Use it for pixel art
Or bar charts, where you can fit two datapoints in a single character
Corner styles for UI elements
Circles
Circles can inhabit one of nine positions in a 2x2 grid. Potentially useful for games.
Terminal Emulator Support
These are unicode characters, why is this section concerned with
terminal emulators? Shouldn't this be "font support"?
Although these codepoints could be drawn by the standard text
rendering in a terminal, very few fonts actually contain the paths
necessary to display them, so many terminal emulators implement
custom drawing routines for them instead. But there's another
benefit to having the terminal draw the glyphs: the paths can be
customized to the users display settings, allowing graphical
elements to properly connect to one another even if the terminal
would otherwise add padding between glyphs.

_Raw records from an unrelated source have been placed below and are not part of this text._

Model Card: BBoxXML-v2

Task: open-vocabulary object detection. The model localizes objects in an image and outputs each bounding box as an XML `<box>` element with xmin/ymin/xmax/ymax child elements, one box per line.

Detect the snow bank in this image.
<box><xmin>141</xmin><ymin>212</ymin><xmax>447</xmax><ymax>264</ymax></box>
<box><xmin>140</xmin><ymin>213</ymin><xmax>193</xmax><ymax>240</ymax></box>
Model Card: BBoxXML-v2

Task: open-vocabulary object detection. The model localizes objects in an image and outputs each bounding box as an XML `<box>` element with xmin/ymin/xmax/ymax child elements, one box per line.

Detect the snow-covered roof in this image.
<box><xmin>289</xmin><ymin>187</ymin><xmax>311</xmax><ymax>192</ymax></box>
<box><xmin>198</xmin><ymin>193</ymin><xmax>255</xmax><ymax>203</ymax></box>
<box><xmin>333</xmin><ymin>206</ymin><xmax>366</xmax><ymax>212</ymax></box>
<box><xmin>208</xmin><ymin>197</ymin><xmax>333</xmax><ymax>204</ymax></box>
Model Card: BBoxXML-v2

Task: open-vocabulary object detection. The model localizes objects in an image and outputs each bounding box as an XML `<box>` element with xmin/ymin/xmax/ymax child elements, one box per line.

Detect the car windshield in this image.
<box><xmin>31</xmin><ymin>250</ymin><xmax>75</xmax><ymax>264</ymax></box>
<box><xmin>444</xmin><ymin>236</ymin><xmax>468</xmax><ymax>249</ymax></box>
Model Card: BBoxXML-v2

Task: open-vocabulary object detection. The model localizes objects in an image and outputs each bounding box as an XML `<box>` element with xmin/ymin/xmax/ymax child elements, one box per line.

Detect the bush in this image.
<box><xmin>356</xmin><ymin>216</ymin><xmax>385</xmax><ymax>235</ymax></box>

The Symbols for Legacy Computing and Symbols for Legacy Computing Supplement blocks contain symbols that are useful for building graphical displays, and others that are less useful (unless you're building a space-invaders or pacman clone), so for the purposes of showing terminal support, I've grouped them into "Important" and "Unimportant" categories, which you can view separately.
Methodology
To see which terminals implement custom drawing for codepoints in these blocks, I configured each emulator to use a font that didn't contain glyphs for any of the characters and then used a script to print all of them anyway. Any characters that still appeared on screen must have had custom logic in the emulator. This was a very manual process, and I may have made mistakes; If you notice that any of the data is incorrect, please email me or submit a pull request against the repository here or here.
Overview
To summarize
- Ghostty is killing it.
- Kitty and libvte-based terminals (e.g. gnome-terminal and xfce's terminal) have excellent support for Legacy Computing and support the most important part of the Suppliment (the octant characters).
- xtermjs has great coverage of Legacy Computing, but sadly no support for anything in the Suppliment
- urxvt (and presumably it's entire family of terminals) support nothing.